Reading Poker Winners are different
Here are some quotes and screenshots :
Because there are so many unknowns it’s impossible to make +EV only bets. Even the greatest player often misread situations and make -EV bets.
The more you know and the less they know,
The lower your risk and the greater your reward.
Learn your opponent situations and intentions
Conceal your own situation and intentions.
If you can read your opponent faster and better then you will have the best of it.
If everyone knows something then it has hardly any value.
“Getting the best of it” means discovering or creating situations in which you have an edge, a positive expectation (+EV). “Making the most of it” means acting decisively to get the full value from that edge.
The less information you have, the higher your risks and the lower your rewards.
The more information your opponents have, the higher your risks and the lower your rewards.
Get the best of it by acquiring more information, processing it well, and transmitting only the information they want opponents to have.
Make the most of it by acting decisively.
Since winners want to maximize their edge, they focus on topics that increase it, and they pay little attention to everything else. Losers don’t control their focus, wasting time and energy on subjects that don’t affect profits.
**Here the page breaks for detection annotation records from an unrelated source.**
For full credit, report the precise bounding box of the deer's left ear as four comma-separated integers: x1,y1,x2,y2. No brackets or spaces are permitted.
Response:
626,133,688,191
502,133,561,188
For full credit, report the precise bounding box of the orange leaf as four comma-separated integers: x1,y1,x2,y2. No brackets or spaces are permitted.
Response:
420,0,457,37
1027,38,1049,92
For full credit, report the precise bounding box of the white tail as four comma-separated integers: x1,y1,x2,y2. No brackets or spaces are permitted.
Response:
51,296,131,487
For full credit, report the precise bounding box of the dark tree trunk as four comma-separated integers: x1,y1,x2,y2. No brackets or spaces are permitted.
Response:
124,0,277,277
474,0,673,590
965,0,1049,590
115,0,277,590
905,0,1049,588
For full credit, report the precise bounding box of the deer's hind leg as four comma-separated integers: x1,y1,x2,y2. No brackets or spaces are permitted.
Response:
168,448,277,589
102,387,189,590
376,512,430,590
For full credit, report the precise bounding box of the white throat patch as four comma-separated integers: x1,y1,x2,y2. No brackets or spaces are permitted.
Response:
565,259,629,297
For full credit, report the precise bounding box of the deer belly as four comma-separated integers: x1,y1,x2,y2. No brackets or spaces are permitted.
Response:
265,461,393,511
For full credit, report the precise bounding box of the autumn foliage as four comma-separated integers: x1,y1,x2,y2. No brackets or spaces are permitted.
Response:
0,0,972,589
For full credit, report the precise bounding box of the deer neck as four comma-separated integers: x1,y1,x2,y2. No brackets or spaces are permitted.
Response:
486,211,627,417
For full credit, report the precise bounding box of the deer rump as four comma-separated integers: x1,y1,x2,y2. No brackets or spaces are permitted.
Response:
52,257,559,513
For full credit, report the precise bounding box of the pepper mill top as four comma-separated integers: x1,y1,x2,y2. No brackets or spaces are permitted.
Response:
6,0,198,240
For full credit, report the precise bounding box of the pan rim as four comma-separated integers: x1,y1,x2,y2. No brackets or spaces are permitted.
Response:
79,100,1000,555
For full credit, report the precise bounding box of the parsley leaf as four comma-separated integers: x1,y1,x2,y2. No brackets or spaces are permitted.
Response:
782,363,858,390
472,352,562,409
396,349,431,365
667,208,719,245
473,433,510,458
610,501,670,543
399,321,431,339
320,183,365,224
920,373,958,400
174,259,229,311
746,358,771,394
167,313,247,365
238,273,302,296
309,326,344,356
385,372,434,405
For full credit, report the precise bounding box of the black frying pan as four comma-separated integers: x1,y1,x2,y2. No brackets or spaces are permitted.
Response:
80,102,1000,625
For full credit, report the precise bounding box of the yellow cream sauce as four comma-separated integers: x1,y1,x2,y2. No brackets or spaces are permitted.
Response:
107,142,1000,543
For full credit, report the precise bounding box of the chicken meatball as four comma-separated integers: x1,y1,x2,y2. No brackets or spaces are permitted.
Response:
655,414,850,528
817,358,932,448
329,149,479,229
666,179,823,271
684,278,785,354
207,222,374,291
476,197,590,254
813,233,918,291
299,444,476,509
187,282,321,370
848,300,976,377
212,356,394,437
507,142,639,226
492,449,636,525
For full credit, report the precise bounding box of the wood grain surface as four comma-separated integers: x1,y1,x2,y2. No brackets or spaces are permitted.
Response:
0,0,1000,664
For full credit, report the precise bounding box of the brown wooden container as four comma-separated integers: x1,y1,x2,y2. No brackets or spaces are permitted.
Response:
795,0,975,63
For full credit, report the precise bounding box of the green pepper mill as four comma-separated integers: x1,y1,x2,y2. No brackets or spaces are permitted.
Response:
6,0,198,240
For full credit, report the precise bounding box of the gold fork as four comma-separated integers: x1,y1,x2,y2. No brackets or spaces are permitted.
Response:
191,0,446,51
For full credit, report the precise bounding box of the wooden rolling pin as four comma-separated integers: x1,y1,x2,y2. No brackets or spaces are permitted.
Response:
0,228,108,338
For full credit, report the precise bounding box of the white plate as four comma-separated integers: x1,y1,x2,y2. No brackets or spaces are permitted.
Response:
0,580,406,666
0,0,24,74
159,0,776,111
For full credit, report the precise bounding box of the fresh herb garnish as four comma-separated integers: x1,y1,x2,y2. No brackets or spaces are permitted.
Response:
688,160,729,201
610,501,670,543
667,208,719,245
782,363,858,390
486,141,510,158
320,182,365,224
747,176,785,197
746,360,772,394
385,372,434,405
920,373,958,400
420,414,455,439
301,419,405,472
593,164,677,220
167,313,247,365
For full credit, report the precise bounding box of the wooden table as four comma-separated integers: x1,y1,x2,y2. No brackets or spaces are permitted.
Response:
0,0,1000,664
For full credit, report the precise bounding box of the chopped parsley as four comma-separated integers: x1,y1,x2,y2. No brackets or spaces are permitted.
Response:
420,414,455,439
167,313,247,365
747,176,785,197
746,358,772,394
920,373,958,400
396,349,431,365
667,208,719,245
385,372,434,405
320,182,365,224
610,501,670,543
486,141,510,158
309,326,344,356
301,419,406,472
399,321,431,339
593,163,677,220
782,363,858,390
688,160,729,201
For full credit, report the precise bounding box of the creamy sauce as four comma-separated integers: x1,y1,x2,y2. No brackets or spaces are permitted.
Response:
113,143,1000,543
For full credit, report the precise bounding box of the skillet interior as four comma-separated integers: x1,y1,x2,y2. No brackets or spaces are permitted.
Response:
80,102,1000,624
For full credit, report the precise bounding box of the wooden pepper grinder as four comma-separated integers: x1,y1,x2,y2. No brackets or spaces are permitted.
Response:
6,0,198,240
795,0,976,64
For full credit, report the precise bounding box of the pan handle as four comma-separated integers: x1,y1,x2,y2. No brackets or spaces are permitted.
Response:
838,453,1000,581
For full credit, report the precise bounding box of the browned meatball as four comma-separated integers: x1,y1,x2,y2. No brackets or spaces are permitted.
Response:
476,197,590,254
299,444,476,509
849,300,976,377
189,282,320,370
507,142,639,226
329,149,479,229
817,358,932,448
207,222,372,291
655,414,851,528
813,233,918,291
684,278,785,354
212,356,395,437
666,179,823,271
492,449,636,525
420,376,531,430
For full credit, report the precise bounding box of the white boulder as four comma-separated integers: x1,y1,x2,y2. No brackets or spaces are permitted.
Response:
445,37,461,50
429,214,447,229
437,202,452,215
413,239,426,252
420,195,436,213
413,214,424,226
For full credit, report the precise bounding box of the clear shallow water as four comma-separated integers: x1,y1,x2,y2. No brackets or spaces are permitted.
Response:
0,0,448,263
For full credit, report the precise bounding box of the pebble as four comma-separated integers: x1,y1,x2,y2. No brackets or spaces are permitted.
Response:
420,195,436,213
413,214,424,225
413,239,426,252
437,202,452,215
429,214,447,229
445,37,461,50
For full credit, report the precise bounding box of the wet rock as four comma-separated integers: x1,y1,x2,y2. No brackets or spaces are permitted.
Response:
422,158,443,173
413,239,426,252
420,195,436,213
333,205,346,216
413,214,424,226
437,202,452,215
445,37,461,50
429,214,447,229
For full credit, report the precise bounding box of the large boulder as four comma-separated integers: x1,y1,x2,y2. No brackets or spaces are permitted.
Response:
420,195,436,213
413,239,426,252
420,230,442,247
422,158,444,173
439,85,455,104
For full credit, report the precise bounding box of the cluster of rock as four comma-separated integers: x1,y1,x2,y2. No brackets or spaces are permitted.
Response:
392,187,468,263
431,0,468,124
Since their long-term profits will be approximately equal to the total EV of their decisions, they focus on making good decisions. They will even make short-term sacrifices of chips, time, and comfort to increase their ultimate profits. For example, they invest time and money in developing their skills and deliberately misplay occasional hands to create an image or set a trap.
Winners want suckers to keep making–EV plays because their bad decisions increase the winners’ EV and long-term profits.
They constantly think in terms of EV. They would like to win this hand, of course, but winning it is much less important than maximizing their EV. If they can get a favorable expectation, they know they must ultimately win.
Poker is all about picking on the weak. It may be weak hands, weak players, or just weak play.
Since your power depends on how your cards, skill, position, and so on, compare to those of the other players, you have to focus on them. The information you should get about them can be divided into three time periods: short term, long term, and intermediate term.
“The most common way to read hands is to analyze the meaning of an opponent’s check, bet, or raise, and then to consider the plays he has made throughout the hand, along with the exposed cards.”
“Any mannerism which helps you determine the secrets of an opponent’s hand is called a tell.”
Many losers don’t look at their opponents, or they look to their right to see what opponents have done. Winners look left to learn the intentions of the people behind them. They apply a simple principle: the earlier information is received and the fewer people who have it, the more valuable it is.
If you know their intentions, you can make much better decisions.
In top-class poker you will encounter many players who, after each session, go home and write down everything they’ve seen at the table.... There are players with enormous written notebooks on the habits of hundreds of other players.
If you select the wrong information, mistakes are inevitable. If you try to process too much information, you will become confused and indecisive, a prescription for disaster.
Some of the winners’ edge comes from avoiding the “magic formula trap,” recognizing that poker is complicated and situational and being willing and able to consider complex information.
In addition to considering more variables than most people do, winners adjust their priorities to fit the situation. Sometimes, position is the most important factor. Sometimes, stack sizes are critically important, but they can be almost irrelevant. The number of opponents and their styles and skills are more important in some situations than in others. Winners constantly ask themselves, What do I need to know now?
Most poker books deal with hands in isolation, but we constantly relate this hand to everything that has come before and will come after.
Most books recommend the right way to play these cards in this position on this street against certain kinds of players. That approach works fine except against the tough, observant, and deceptive players you’ll find in high-stakes games.... They would quickly read you accurately, then give you hardly any action on your good hands, and take you off your weak and marginal ones.
You can’t be a long-term winner if you don’t know how to lose. You must not get too upset by bad cards, bad beats, losing nights, and long losing streaks. Doyle Brunson and Dan Negreanu, two great players, have publicly admitted that they have been broke several times. Do what they and other winners do: shrug off the losses, focus on your own play, correct your mistakes, and play your best, even when your luck has been terrible.
Tight aggressive.
They taught me to wait until I had a good hand and then to attack with it. Most opponents played too many hands, calling with almost anything, but rarely raising. They played good hands almost the same as bad ones.
Selective aggression is poker’s strategic cornerstone. Instead of wasting their chips by doing a little of this, that, and the other thing, winners wait until they have the best of it and then attack fiercely to make the most of it.
For many games, selective aggression is the only winning style. It reduces losses on weak hands because you fold them quickly. It protects you against drawouts and increases the profits on your strong hands because you bet and raise when others would just check or call. Both folding and raising are decisive, while checking and calling are often procrastination, ways to avoid acting decisively.
Many talented people...fail simply because they could not leave a loser when they no longer had the best of it.